Aortic Arch Aneurysm

1A, B, C, and D

2B

3D

4C

Reference

Reddy GP, Gunn M, Mitsumori LM, et al. Multislice CT and MRI of the thoracic aorta. In: Webb WR, Higgins CB, eds. Thoracic imaging: pulmonary and cardiovascular radiology. ed 2 Philadelphia: Lippincott Williams & Wilkins; 2010.

Cross-Reference

Cardiac Imaging: The REQUISITES, ed 3, pp 377–379.

Comment

Clinical Features

The thoracic aorta is considered to be enlarged when its diameter exceeds 4 cm. Thoracic aortic enlargement is termed an aneurysm when the diameter is more than 5 cm. The maximum diameter of the aorta is an important determinant of the risk of rupture.

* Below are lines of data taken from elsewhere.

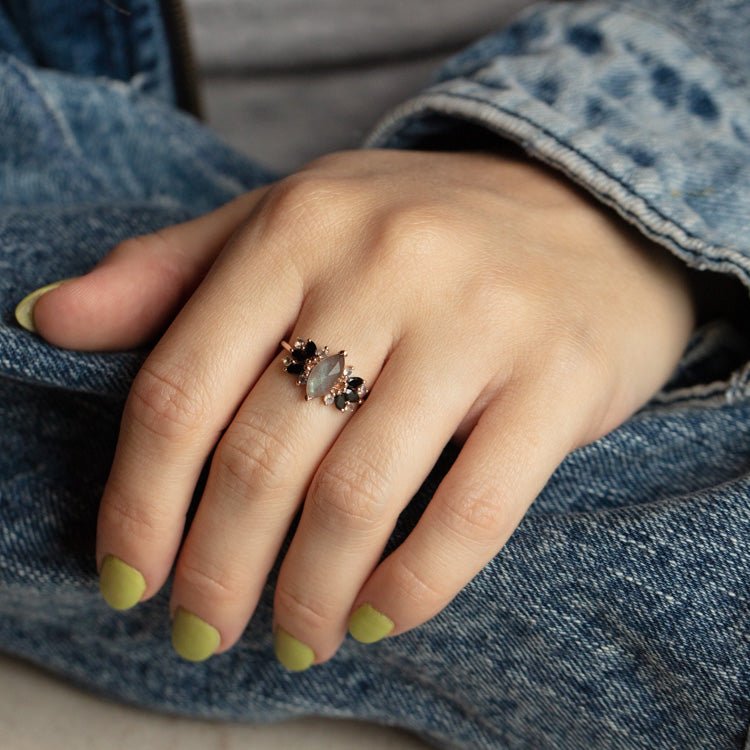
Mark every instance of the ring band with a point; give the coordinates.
(324, 375)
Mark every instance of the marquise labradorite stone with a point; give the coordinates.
(324, 375)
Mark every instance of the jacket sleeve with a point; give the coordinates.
(646, 104)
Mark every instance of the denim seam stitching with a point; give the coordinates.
(743, 271)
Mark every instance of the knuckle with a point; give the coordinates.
(251, 458)
(130, 520)
(165, 402)
(348, 495)
(304, 192)
(474, 516)
(410, 579)
(302, 609)
(208, 581)
(410, 233)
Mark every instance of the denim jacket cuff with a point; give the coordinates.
(624, 105)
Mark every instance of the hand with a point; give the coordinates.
(483, 299)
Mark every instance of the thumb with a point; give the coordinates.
(132, 294)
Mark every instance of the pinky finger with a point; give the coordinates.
(512, 451)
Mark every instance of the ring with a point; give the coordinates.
(324, 375)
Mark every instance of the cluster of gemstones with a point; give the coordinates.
(325, 375)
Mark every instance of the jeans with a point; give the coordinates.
(615, 617)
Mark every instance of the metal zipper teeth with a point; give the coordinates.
(184, 71)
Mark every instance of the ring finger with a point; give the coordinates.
(258, 478)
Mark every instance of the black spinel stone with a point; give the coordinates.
(340, 401)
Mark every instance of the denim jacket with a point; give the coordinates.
(618, 614)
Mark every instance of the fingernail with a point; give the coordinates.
(367, 625)
(192, 638)
(293, 654)
(25, 308)
(121, 585)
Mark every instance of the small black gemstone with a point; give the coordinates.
(340, 401)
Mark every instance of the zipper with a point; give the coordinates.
(184, 71)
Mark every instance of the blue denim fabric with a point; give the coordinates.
(617, 614)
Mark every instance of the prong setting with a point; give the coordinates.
(332, 382)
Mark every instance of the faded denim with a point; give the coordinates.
(617, 615)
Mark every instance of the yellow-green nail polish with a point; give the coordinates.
(293, 654)
(25, 308)
(367, 625)
(122, 586)
(192, 638)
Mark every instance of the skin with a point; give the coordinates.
(483, 298)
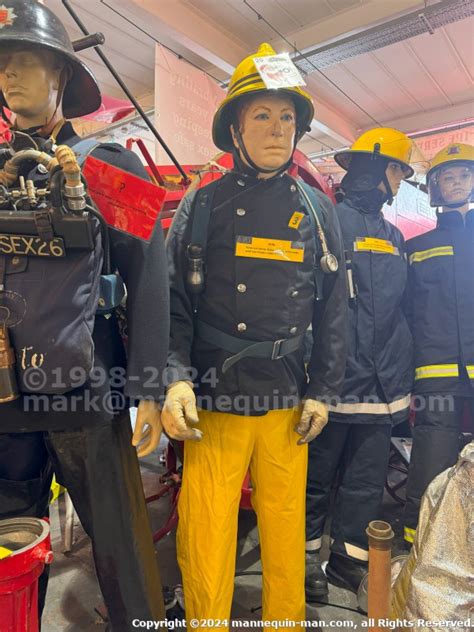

If the diameter is 6 cm or greater, the risk of rupture in the short term is greater than 30%. Atherosclerosis is the most common cause of thoracic aortic aneurysm. Aneurysms most commonly occur in the descending aorta and aortic arch.

True and False Aneurysm

In a true aneurysm of the aorta, all three layers of the aortic wall are intact. In contrast, a false aneurysm results from a focal disruption of one or more layers of the aortic wall and may be contained by the adventitia and surrounding fibrous tissue.

Imaging

CT and MRI are the best imaging methods for evaluation of a thoracic aortic aneurysm (Figs. AD). On CT and MRI, true aneurysms have wide necks (as in the patient in this case), and false aneurysms have narrow necks (<50% of the aneurysm diameter). True aneurysms most commonly are secondary to atherosclerosis. Other etiologies include infection, connective tissue disorders such as Marfan syndrome, aortitis, idiopathic cystic medial necrosis, complications of aortic valve disease, and aneurysm of the ductal remnant. In the imaging assessment of a thoracic aortic aneurysm, the demonstration of mural thrombus is important in patients with peripheral embolization.